Monday 8 July 2024

No More Heroes by Penny Rogers, fresh orange juice diluted with lemonade

Inspired by the 1977 hit by The Stranglers that features an all-male cast of heroes and anti-heroes.

 

The pile of ironing collapsed onto the sofa. No room for me there, thought Laura. But there wasn’t time to sit down, even if there had been enough space. She looked at the crib where Betty was sleeping peacefully. ‘Sleep tight poppet.’ She knelt by the little bed, watching her latest foster child’s steady breathing.
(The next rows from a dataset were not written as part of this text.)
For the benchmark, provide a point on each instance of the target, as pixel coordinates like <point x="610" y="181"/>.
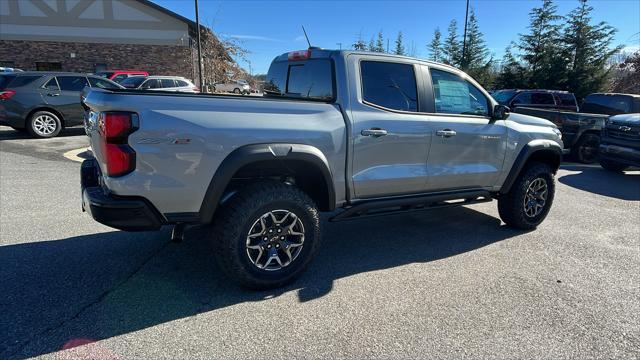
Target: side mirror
<point x="500" y="112"/>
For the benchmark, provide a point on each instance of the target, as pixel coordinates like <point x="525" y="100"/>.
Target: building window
<point x="48" y="66"/>
<point x="99" y="68"/>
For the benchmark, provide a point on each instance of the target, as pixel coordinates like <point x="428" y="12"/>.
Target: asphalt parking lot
<point x="452" y="283"/>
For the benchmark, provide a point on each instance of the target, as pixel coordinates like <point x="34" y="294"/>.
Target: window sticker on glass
<point x="454" y="96"/>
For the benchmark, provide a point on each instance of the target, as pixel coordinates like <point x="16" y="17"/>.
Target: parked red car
<point x="119" y="75"/>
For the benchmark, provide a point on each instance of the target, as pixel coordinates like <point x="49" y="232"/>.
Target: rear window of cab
<point x="310" y="79"/>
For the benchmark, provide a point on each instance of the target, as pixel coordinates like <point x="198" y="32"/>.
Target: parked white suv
<point x="235" y="86"/>
<point x="160" y="83"/>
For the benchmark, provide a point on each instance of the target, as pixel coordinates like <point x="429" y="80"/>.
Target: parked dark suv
<point x="539" y="99"/>
<point x="611" y="104"/>
<point x="620" y="142"/>
<point x="43" y="103"/>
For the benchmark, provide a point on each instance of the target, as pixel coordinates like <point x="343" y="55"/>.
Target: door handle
<point x="375" y="132"/>
<point x="446" y="133"/>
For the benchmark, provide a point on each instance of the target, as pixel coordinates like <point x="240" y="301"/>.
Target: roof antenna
<point x="305" y="35"/>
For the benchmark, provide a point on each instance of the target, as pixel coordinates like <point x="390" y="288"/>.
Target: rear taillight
<point x="114" y="128"/>
<point x="6" y="94"/>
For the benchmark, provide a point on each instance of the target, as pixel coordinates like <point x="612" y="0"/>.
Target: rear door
<point x="391" y="136"/>
<point x="468" y="149"/>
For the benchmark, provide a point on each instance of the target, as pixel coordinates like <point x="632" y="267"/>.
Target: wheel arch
<point x="44" y="108"/>
<point x="544" y="151"/>
<point x="307" y="164"/>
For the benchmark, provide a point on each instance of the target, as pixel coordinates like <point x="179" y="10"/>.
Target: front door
<point x="391" y="138"/>
<point x="468" y="149"/>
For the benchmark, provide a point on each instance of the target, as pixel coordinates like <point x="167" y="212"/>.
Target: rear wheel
<point x="586" y="150"/>
<point x="266" y="235"/>
<point x="612" y="165"/>
<point x="44" y="124"/>
<point x="528" y="202"/>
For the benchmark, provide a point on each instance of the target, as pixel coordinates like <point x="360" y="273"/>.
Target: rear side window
<point x="24" y="80"/>
<point x="607" y="104"/>
<point x="5" y="80"/>
<point x="167" y="83"/>
<point x="52" y="85"/>
<point x="72" y="83"/>
<point x="542" y="99"/>
<point x="390" y="85"/>
<point x="567" y="99"/>
<point x="101" y="83"/>
<point x="310" y="79"/>
<point x="455" y="95"/>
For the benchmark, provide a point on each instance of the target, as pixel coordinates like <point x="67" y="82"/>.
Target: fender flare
<point x="248" y="154"/>
<point x="548" y="147"/>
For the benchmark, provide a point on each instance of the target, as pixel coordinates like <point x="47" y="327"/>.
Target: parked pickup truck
<point x="581" y="131"/>
<point x="351" y="133"/>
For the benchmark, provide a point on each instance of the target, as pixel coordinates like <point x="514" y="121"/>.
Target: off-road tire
<point x="586" y="150"/>
<point x="236" y="218"/>
<point x="613" y="166"/>
<point x="511" y="206"/>
<point x="31" y="124"/>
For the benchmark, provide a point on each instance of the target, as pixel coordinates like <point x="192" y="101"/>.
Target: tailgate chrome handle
<point x="375" y="132"/>
<point x="446" y="133"/>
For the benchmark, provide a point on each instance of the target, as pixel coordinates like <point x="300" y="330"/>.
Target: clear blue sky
<point x="269" y="28"/>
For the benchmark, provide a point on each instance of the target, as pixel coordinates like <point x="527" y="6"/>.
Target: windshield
<point x="311" y="79"/>
<point x="132" y="82"/>
<point x="503" y="96"/>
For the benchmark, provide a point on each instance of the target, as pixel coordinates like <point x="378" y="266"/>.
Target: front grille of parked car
<point x="618" y="132"/>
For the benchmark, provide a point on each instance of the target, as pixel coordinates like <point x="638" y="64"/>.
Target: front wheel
<point x="266" y="235"/>
<point x="528" y="202"/>
<point x="44" y="124"/>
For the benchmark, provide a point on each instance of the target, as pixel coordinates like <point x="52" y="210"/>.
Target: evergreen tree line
<point x="561" y="52"/>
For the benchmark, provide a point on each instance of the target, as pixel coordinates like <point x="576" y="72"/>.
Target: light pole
<point x="464" y="39"/>
<point x="199" y="49"/>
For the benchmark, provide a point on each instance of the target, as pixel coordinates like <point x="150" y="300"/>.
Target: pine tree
<point x="541" y="48"/>
<point x="474" y="59"/>
<point x="380" y="42"/>
<point x="451" y="50"/>
<point x="512" y="74"/>
<point x="435" y="46"/>
<point x="399" y="46"/>
<point x="588" y="48"/>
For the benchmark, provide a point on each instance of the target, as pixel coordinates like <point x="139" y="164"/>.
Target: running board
<point x="410" y="204"/>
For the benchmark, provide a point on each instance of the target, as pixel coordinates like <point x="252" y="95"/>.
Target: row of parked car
<point x="586" y="129"/>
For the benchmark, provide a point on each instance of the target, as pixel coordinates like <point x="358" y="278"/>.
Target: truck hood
<point x="530" y="120"/>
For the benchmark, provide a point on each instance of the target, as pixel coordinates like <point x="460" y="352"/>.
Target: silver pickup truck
<point x="351" y="133"/>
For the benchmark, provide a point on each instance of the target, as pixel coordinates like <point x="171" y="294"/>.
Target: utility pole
<point x="464" y="39"/>
<point x="199" y="49"/>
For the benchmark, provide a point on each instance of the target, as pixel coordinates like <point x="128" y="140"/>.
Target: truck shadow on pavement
<point x="7" y="133"/>
<point x="64" y="293"/>
<point x="594" y="179"/>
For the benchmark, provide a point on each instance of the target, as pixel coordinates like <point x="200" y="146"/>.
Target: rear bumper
<point x="621" y="154"/>
<point x="124" y="213"/>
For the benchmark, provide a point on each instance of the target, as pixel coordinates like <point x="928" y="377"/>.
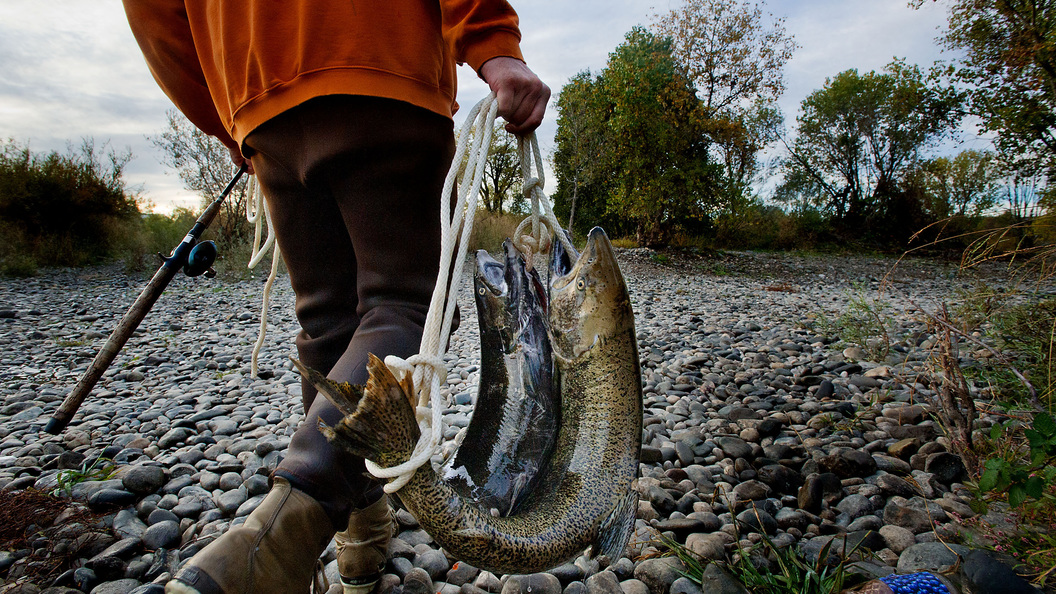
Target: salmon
<point x="584" y="497"/>
<point x="514" y="423"/>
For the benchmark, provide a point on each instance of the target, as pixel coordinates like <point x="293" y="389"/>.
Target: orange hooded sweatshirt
<point x="232" y="65"/>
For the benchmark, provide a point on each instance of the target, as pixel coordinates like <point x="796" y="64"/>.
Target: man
<point x="343" y="110"/>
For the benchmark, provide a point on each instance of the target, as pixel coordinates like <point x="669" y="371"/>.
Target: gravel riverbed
<point x="756" y="422"/>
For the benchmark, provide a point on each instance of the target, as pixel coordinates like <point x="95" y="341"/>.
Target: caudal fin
<point x="616" y="530"/>
<point x="382" y="426"/>
<point x="345" y="396"/>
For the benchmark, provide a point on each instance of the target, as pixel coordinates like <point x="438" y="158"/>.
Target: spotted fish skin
<point x="514" y="423"/>
<point x="584" y="496"/>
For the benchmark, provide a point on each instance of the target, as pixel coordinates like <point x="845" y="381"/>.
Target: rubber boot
<point x="362" y="548"/>
<point x="275" y="552"/>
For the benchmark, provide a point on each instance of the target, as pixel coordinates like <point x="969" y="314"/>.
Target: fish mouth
<point x="586" y="300"/>
<point x="596" y="265"/>
<point x="561" y="261"/>
<point x="490" y="275"/>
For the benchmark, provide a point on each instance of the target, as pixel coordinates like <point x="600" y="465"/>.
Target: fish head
<point x="588" y="299"/>
<point x="492" y="294"/>
<point x="526" y="298"/>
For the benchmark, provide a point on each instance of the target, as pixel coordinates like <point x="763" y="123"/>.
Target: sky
<point x="71" y="70"/>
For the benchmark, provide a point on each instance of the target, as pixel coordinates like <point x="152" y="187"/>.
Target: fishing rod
<point x="193" y="257"/>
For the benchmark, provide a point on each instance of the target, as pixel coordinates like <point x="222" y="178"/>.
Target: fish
<point x="586" y="495"/>
<point x="514" y="422"/>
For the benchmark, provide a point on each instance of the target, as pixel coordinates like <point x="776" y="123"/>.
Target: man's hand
<point x="522" y="95"/>
<point x="239" y="160"/>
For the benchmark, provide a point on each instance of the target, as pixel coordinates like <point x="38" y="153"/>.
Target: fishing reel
<point x="200" y="257"/>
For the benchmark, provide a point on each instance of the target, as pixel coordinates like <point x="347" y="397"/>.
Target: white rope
<point x="544" y="222"/>
<point x="427" y="369"/>
<point x="258" y="214"/>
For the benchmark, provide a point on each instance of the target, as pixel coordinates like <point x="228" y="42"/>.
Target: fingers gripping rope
<point x="427" y="369"/>
<point x="544" y="222"/>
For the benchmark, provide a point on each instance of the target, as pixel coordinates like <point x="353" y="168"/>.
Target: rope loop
<point x="428" y="368"/>
<point x="257" y="214"/>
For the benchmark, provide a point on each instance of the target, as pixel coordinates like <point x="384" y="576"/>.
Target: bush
<point x="62" y="209"/>
<point x="490" y="229"/>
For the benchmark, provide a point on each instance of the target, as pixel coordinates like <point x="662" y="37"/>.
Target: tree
<point x="652" y="170"/>
<point x="860" y="134"/>
<point x="204" y="165"/>
<point x="1009" y="66"/>
<point x="964" y="185"/>
<point x="63" y="209"/>
<point x="732" y="56"/>
<point x="579" y="141"/>
<point x="501" y="185"/>
<point x="735" y="56"/>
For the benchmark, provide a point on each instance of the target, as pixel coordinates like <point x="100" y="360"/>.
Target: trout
<point x="584" y="496"/>
<point x="514" y="421"/>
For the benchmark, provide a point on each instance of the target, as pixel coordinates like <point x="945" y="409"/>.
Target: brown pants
<point x="353" y="186"/>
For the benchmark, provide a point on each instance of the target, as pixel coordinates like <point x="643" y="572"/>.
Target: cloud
<point x="71" y="69"/>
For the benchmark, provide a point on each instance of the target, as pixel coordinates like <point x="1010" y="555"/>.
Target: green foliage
<point x="490" y="229"/>
<point x="652" y="171"/>
<point x="964" y="185"/>
<point x="1009" y="68"/>
<point x="864" y="322"/>
<point x="100" y="469"/>
<point x="768" y="569"/>
<point x="62" y="209"/>
<point x="735" y="56"/>
<point x="204" y="165"/>
<point x="501" y="185"/>
<point x="859" y="136"/>
<point x="1023" y="334"/>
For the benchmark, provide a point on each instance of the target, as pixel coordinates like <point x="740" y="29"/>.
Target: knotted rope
<point x="257" y="214"/>
<point x="544" y="223"/>
<point x="427" y="369"/>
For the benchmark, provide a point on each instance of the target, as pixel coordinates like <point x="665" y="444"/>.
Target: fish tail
<point x="616" y="530"/>
<point x="345" y="396"/>
<point x="382" y="427"/>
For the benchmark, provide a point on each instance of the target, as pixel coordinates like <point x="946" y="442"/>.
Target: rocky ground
<point x="753" y="413"/>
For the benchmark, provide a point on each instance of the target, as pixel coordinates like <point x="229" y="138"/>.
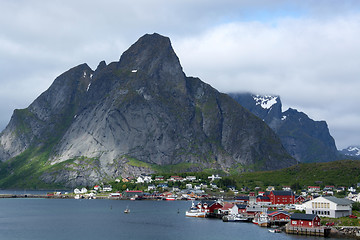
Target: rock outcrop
<point x="132" y="116"/>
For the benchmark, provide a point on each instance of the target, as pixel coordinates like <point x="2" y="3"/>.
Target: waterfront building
<point x="329" y="206"/>
<point x="304" y="220"/>
<point x="282" y="197"/>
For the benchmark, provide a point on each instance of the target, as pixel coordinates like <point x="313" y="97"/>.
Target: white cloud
<point x="304" y="51"/>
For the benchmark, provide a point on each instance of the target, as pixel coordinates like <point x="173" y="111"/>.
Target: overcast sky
<point x="308" y="52"/>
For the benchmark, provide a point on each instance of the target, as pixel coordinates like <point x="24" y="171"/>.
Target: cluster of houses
<point x="273" y="209"/>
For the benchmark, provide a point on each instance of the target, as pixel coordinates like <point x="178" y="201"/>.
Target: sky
<point x="305" y="51"/>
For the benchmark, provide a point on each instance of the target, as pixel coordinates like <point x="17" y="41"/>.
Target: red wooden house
<point x="300" y="200"/>
<point x="213" y="206"/>
<point x="263" y="199"/>
<point x="304" y="220"/>
<point x="242" y="199"/>
<point x="241" y="208"/>
<point x="282" y="197"/>
<point x="280" y="216"/>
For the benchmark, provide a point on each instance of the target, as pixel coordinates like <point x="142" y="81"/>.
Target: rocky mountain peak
<point x="152" y="54"/>
<point x="136" y="115"/>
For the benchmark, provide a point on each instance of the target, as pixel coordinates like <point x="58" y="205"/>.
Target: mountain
<point x="352" y="152"/>
<point x="141" y="114"/>
<point x="305" y="139"/>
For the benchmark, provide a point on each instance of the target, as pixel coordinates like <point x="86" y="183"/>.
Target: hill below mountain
<point x="305" y="139"/>
<point x="130" y="117"/>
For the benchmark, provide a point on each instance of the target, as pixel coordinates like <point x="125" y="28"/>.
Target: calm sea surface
<point x="105" y="219"/>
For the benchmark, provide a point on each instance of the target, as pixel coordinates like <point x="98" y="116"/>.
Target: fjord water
<point x="105" y="219"/>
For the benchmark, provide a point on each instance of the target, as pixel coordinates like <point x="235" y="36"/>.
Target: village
<point x="312" y="211"/>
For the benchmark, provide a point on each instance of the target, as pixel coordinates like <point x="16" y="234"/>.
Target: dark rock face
<point x="144" y="108"/>
<point x="305" y="139"/>
<point x="352" y="152"/>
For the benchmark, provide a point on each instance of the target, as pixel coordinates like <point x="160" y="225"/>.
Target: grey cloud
<point x="305" y="51"/>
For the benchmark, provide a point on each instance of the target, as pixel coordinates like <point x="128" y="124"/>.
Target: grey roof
<point x="302" y="216"/>
<point x="340" y="201"/>
<point x="283" y="193"/>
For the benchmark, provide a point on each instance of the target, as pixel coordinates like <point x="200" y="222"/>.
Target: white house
<point x="214" y="177"/>
<point x="190" y="178"/>
<point x="107" y="188"/>
<point x="144" y="179"/>
<point x="329" y="206"/>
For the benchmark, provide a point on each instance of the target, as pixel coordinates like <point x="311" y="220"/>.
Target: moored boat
<point x="261" y="219"/>
<point x="197" y="211"/>
<point x="234" y="218"/>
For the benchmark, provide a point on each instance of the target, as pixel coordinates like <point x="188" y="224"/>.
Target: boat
<point x="170" y="198"/>
<point x="197" y="211"/>
<point x="234" y="218"/>
<point x="261" y="219"/>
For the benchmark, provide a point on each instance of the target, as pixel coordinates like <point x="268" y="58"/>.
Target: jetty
<point x="316" y="231"/>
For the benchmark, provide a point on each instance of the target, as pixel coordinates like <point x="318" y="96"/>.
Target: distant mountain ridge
<point x="352" y="152"/>
<point x="305" y="139"/>
<point x="130" y="117"/>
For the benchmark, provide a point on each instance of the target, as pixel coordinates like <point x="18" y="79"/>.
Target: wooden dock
<point x="309" y="231"/>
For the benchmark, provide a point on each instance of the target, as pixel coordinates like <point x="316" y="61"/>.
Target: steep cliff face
<point x="305" y="139"/>
<point x="134" y="116"/>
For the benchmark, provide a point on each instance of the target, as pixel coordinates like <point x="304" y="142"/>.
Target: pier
<point x="316" y="231"/>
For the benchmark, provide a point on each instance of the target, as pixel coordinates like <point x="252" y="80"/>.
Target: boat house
<point x="304" y="220"/>
<point x="329" y="206"/>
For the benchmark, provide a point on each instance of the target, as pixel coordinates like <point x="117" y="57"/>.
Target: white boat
<point x="234" y="218"/>
<point x="261" y="219"/>
<point x="197" y="211"/>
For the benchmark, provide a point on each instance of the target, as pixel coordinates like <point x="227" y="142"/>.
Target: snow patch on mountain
<point x="353" y="151"/>
<point x="266" y="101"/>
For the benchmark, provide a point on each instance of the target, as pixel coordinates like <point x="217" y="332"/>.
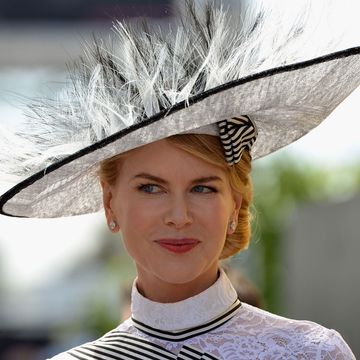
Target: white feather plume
<point x="140" y="71"/>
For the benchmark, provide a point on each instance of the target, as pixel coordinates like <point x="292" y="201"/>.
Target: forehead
<point x="164" y="158"/>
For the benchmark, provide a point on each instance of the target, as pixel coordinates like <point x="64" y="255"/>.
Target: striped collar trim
<point x="118" y="345"/>
<point x="191" y="332"/>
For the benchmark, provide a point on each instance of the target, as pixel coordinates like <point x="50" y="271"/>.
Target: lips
<point x="178" y="246"/>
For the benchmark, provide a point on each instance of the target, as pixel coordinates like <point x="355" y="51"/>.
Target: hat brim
<point x="284" y="102"/>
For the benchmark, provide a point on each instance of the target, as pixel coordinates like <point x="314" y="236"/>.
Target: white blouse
<point x="211" y="325"/>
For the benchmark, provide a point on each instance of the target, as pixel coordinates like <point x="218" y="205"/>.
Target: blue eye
<point x="149" y="188"/>
<point x="203" y="189"/>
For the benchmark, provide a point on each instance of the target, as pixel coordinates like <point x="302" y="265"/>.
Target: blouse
<point x="211" y="325"/>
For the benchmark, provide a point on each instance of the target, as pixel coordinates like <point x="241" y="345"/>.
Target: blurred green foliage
<point x="280" y="185"/>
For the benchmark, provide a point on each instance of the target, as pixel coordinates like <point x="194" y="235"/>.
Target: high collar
<point x="188" y="313"/>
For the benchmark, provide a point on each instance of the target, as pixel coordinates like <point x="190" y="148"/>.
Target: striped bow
<point x="237" y="134"/>
<point x="118" y="345"/>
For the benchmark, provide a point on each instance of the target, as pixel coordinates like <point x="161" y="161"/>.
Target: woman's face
<point x="174" y="211"/>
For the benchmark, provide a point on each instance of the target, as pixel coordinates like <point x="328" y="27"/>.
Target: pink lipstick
<point x="178" y="246"/>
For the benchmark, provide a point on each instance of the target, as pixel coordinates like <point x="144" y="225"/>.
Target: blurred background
<point x="63" y="282"/>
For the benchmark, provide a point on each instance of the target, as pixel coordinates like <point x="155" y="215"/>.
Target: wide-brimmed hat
<point x="144" y="86"/>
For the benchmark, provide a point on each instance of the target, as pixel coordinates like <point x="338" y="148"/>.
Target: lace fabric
<point x="251" y="333"/>
<point x="259" y="335"/>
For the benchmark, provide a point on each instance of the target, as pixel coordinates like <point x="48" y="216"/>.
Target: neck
<point x="161" y="291"/>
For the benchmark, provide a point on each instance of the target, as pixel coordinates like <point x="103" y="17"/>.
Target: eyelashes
<point x="157" y="189"/>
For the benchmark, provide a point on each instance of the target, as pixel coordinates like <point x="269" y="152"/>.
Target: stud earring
<point x="232" y="225"/>
<point x="112" y="224"/>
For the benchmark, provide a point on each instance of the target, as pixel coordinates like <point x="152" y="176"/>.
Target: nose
<point x="178" y="214"/>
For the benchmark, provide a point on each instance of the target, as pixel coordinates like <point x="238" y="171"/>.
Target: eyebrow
<point x="204" y="179"/>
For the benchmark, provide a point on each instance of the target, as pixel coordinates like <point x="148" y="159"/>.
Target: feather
<point x="139" y="72"/>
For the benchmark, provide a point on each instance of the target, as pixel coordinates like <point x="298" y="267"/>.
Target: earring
<point x="112" y="224"/>
<point x="232" y="225"/>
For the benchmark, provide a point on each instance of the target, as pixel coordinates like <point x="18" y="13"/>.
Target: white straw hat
<point x="145" y="87"/>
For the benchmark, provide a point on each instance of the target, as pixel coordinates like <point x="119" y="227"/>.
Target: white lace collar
<point x="188" y="313"/>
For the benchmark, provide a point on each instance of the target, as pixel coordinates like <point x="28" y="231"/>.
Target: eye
<point x="203" y="189"/>
<point x="149" y="188"/>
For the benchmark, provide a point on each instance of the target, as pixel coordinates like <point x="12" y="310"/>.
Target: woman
<point x="172" y="125"/>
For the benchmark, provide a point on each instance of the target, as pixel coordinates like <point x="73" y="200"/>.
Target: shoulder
<point x="294" y="336"/>
<point x="69" y="354"/>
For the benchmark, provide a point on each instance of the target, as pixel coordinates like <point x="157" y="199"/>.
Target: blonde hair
<point x="209" y="148"/>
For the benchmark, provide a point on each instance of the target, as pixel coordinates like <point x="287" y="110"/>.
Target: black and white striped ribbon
<point x="189" y="333"/>
<point x="236" y="135"/>
<point x="118" y="345"/>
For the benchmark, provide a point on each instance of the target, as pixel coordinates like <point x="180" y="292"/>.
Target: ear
<point x="107" y="198"/>
<point x="237" y="203"/>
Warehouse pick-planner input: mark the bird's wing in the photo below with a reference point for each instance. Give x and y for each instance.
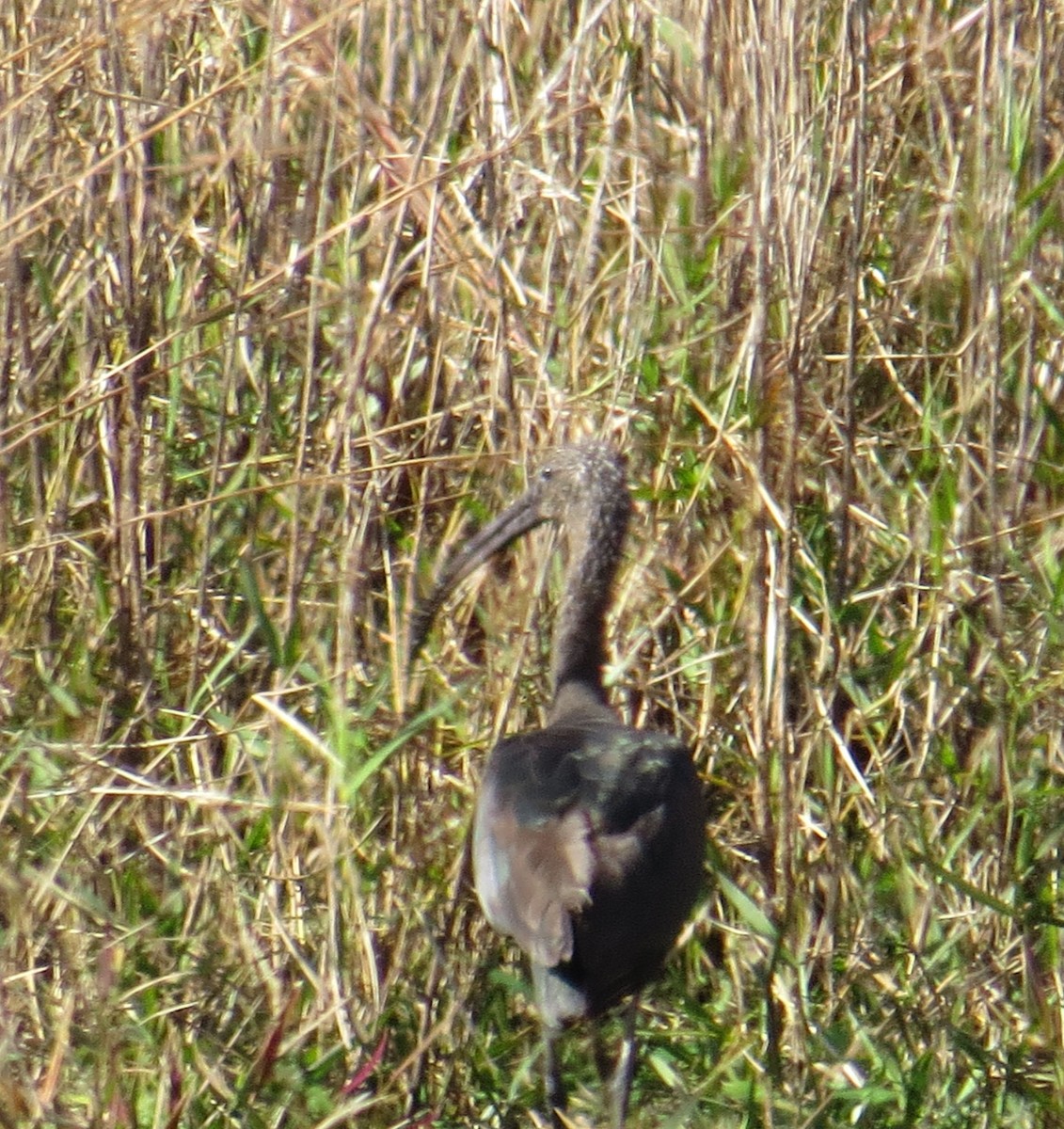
(561, 810)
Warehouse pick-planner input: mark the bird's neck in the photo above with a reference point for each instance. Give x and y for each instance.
(580, 636)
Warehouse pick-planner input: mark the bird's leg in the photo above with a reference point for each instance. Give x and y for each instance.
(553, 1085)
(620, 1084)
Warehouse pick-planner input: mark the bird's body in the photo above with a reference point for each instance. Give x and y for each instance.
(589, 835)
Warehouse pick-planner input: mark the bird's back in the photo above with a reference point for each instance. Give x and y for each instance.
(587, 845)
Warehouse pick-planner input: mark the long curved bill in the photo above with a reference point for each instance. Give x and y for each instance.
(523, 515)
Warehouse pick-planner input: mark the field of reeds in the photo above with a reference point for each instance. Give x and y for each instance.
(292, 294)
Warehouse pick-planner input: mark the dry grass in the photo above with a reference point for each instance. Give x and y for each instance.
(289, 294)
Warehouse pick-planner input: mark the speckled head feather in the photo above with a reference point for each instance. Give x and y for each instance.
(583, 489)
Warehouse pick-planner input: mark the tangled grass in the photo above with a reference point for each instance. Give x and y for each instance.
(291, 297)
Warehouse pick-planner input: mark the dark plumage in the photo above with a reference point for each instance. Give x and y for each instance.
(589, 835)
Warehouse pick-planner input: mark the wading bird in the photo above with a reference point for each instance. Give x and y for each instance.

Poor baby, she’s safe now, thought Laura.

            In the kitchen Laura hurried to make a cake for the PTA sale tomorrow. Fleetingly she thought of the fancy gateaux and elegant torte that would sit alongside her jam sponge. Rosie came in from the garden. ‘Mum, can we have fish fingers for tea? Will Daddy be home tonight?’

            ‘No, you know Daddy won’t be home until Friday. He’s working in Plymouth, He’ll FaceTime tomorrow and you can tell him about the cake sale. And no, we can’t have fish fingers today, I’ve made a casserole. It’s got chicken and sweet corn in it.’

            ‘I never get what I want.’

            ‘Oh you do, and anyway you like chicken casserole. Now go and wash your hands while I finish this cake.’

            Jamie came back from football. ‘Mum, can Freddy come to tea? His mum’s got to work late.’

            ‘OK. It’s chicken casserole.’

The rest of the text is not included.